The clone command should display a message saying that a storage sibling has not been auto-enabled, and instructing us how to do this manually:

❱ datalad clone webdavs://example.com/webdav/homedir/subdir/filetree-mode clone-from-export
[INFO   ] Remote origin uses a protocol not supported by git-annex; setting annex-ignore
[INFO   ] access to 1 dataset sibling dav1-storage not auto-enabled, enable with:
            datalad siblings -d "/home/username/Documents/test-next/clone-from-export" enable -s dav1-storage
install(ok): /home/mszczepanik/Documents/test-next/clone-from-export (dataset)

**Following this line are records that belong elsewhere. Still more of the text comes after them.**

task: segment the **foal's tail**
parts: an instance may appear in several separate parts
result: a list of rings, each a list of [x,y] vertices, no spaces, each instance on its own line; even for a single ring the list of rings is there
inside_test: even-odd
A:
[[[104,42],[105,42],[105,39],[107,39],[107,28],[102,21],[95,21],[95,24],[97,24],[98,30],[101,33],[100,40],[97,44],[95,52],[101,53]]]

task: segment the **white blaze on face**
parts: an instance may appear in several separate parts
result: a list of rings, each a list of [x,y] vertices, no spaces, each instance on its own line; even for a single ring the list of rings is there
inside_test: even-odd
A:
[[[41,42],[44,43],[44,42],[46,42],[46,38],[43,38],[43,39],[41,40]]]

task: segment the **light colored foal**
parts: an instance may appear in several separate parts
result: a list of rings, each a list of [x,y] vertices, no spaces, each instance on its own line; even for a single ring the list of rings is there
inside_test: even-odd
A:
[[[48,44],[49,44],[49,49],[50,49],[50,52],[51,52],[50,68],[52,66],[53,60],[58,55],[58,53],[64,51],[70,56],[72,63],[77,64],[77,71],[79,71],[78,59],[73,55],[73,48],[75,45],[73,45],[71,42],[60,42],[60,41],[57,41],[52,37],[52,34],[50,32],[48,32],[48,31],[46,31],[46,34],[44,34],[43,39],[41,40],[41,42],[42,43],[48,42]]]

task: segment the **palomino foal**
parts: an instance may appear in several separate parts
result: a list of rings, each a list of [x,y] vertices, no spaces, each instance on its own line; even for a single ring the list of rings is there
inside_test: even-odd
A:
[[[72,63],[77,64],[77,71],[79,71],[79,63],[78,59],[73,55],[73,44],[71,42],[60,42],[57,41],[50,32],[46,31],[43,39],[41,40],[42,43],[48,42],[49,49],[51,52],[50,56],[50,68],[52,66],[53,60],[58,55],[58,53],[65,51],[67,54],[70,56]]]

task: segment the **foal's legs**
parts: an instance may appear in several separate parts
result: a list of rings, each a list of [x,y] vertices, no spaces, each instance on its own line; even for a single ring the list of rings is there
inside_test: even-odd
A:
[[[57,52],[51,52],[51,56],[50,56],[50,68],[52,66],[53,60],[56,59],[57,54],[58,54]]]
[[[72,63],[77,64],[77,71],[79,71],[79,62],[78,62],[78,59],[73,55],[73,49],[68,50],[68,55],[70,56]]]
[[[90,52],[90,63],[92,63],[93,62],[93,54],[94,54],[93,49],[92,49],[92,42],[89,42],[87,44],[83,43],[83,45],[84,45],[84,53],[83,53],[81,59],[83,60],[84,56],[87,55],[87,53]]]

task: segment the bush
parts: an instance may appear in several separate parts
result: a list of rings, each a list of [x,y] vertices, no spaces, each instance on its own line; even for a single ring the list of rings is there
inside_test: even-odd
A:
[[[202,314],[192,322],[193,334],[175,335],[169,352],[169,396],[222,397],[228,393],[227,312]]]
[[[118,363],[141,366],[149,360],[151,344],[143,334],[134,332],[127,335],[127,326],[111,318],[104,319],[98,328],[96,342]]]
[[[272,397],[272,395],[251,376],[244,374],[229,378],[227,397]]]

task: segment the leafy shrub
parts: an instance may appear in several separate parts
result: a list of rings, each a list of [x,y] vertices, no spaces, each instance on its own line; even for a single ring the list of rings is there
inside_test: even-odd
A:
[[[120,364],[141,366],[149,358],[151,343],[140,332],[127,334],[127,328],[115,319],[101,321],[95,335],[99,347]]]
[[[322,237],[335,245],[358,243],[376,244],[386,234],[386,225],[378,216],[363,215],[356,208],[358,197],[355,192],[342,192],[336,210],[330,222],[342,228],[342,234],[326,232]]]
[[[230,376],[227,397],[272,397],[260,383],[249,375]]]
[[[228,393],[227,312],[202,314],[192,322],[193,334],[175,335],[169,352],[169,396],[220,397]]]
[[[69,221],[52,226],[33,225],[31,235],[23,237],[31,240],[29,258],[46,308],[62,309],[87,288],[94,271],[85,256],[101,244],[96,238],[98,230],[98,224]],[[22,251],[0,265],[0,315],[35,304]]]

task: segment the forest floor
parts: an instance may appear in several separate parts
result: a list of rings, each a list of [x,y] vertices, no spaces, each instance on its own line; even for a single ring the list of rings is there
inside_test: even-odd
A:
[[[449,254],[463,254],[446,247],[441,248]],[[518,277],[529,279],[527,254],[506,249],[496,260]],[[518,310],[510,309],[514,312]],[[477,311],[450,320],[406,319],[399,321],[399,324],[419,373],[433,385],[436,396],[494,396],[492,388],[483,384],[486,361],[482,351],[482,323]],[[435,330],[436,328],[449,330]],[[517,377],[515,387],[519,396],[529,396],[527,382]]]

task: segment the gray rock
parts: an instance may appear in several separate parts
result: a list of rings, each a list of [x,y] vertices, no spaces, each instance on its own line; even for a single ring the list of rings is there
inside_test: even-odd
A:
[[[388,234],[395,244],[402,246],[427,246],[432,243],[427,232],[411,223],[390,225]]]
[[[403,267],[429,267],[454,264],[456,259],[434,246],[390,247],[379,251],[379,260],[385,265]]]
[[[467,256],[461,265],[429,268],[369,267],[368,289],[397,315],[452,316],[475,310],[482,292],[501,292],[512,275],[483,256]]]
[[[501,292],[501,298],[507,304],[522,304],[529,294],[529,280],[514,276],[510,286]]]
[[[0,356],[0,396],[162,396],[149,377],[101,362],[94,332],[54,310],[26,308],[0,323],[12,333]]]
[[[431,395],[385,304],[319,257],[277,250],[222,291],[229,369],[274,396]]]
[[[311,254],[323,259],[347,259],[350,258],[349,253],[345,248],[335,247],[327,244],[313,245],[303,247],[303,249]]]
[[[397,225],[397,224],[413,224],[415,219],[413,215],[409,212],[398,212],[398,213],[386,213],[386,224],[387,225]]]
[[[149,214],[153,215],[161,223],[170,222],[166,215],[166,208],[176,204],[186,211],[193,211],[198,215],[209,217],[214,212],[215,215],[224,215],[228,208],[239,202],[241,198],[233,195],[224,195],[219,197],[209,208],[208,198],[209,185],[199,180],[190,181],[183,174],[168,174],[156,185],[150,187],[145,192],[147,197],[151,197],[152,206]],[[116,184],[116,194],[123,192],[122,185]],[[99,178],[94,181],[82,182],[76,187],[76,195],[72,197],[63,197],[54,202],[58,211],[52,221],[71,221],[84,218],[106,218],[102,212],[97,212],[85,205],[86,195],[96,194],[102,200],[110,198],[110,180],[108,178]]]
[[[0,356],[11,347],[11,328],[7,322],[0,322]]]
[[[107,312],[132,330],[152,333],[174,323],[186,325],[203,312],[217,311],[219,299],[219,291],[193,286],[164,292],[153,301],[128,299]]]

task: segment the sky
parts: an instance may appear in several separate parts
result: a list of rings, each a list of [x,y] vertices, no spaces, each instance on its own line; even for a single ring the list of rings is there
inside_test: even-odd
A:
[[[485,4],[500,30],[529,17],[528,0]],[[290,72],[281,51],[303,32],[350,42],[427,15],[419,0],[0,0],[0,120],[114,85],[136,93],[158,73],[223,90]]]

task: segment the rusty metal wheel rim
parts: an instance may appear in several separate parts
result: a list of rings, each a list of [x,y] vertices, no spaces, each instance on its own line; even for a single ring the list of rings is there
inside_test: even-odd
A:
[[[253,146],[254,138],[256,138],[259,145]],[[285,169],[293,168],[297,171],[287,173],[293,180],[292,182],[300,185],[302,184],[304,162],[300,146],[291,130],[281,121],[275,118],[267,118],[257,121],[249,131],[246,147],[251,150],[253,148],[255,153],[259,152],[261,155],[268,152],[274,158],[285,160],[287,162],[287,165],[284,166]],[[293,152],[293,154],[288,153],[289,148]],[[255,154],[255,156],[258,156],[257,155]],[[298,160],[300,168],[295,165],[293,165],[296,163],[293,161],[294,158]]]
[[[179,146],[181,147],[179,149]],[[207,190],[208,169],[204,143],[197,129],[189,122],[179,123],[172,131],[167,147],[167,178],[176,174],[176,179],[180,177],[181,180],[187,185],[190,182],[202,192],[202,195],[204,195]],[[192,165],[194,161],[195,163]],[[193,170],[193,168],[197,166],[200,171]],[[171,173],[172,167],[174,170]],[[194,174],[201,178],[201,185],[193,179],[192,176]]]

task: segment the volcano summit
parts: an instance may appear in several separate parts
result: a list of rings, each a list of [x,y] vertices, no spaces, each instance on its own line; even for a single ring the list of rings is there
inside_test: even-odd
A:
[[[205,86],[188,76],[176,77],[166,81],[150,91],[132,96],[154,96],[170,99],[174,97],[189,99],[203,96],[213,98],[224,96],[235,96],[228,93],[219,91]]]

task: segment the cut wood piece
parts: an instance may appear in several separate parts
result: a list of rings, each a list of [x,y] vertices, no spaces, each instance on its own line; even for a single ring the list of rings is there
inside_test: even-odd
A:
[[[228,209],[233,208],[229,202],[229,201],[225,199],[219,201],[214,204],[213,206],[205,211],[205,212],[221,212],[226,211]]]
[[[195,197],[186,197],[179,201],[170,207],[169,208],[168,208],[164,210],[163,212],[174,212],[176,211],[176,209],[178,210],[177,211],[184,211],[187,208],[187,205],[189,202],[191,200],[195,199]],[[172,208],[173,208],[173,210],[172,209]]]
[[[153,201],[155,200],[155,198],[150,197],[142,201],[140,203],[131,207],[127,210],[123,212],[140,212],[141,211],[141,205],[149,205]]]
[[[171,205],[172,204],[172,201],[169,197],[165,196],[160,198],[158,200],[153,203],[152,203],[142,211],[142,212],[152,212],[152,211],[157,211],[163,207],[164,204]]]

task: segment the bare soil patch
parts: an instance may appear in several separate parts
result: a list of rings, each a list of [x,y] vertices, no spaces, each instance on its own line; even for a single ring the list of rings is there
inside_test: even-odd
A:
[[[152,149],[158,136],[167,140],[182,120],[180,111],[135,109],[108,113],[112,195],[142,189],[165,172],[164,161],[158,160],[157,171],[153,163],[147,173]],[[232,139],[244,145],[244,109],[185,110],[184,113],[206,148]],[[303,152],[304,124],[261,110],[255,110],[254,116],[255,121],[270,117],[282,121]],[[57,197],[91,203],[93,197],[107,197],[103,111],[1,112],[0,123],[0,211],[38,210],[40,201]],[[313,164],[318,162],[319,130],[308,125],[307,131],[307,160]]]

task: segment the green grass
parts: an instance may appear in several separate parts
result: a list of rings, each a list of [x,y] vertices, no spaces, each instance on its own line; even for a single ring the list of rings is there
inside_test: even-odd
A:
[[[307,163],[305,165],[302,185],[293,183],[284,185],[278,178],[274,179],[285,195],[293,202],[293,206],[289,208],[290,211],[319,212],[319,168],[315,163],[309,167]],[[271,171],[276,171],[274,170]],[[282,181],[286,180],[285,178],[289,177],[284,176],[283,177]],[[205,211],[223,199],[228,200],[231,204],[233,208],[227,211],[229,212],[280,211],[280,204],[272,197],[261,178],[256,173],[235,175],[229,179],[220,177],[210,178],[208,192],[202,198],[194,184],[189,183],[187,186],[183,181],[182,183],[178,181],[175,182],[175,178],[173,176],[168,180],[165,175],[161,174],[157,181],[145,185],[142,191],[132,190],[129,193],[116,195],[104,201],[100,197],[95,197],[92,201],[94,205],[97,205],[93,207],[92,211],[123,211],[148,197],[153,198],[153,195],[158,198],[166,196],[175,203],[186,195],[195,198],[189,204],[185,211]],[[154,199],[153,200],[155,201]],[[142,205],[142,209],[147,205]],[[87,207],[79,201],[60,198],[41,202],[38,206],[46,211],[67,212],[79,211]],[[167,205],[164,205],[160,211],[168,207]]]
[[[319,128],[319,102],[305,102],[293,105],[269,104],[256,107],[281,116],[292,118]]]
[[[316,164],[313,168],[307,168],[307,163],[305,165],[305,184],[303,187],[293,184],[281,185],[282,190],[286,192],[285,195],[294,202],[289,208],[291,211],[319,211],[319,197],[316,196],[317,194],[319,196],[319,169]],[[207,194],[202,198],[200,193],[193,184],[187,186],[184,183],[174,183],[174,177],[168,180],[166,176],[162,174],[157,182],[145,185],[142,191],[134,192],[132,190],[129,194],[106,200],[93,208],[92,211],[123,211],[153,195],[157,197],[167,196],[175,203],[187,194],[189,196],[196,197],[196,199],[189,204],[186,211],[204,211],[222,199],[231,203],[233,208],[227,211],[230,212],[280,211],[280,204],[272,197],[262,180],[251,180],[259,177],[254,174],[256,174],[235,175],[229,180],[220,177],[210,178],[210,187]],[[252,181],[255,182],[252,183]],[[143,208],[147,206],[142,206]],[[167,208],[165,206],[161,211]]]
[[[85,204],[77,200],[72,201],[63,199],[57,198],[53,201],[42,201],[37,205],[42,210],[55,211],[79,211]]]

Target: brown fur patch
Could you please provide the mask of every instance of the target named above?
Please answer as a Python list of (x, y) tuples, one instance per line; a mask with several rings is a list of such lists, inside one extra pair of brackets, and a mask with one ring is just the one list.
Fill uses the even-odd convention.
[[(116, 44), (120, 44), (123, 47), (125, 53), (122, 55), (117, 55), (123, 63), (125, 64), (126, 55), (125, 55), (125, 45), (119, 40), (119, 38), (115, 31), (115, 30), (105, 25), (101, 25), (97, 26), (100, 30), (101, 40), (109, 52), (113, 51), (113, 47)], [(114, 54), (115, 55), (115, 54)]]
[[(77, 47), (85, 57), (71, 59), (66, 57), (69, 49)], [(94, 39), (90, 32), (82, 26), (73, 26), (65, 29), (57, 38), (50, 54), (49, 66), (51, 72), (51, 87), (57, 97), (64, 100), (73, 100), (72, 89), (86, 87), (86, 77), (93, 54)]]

Let's enable the storage sibling [6]:

cd clone-from-export
datalad siblings enable -d . -s dav1-storage

This will allow us to obtain the file content, thus completing the publish-consume workflow:

datalad get cat.jpg README.md

Notes

  • The create_sibling_webdav documentation has all the details, including modes to create siblings for only data or only Git (annex-only, filetree-only, git-only), and explicit credential specification (to record or reuse explicitly named credentials, for example if you have multiple accounts on a given server).
  • datalad-next also introduces the credentials command to query, set, or remove stored credentials. Read more in the credentials documentation.
  • The low-level operations are carried out by git-annex. Git-annex caches the WebDAV usename and password in a read-only file, .git/annex/creds/<annex UUID>. This is considered safe, because this file is local (it is never published anywhere), and only the user who created the dataset has read permissions for this file. It is, however, a plaintext file, and therefore may pose a security threat e.g. if other people are sharing the user account.
  • The DataLad Handbook's Third Party Infrastructure chapter contains several walk-throughs describing different publication scenarios.

Footnotes

[1]WebDAV is an extension of HTTP protocol which allows content creation on an HTTPS server.
[2]In Dracoon, right click a folder and choose "Copy WebDAV path". In Sciebo's "old" interface, click on settings on the lower left of the page.
[3]Consider using tokens, if your service permits. They are like passwords, but can be generated per-application as a security measure to hide your actual password used for web interface login. E. g. in Sciebo you can create them in your account settings in the Security tab.
[4]The publication dependency is a local setting (it only affects the original dataset clone used to push, not any of the following clones); you can see that it is present by looking into the hidden .git/config file, e. g. with cat .git/config.
[5]Technical details on the anatomy of datalad-annex URL can be found in the documentation of datalad-anex Git remote helper
[6]As a side note, the source dataset has two annex-carrying siblings which could potentially be enabled from its clones. However, in our example we pushed to dav1 only before dav2(-storage) was added, so a clone made from dav1 only contains information about dav1-storage.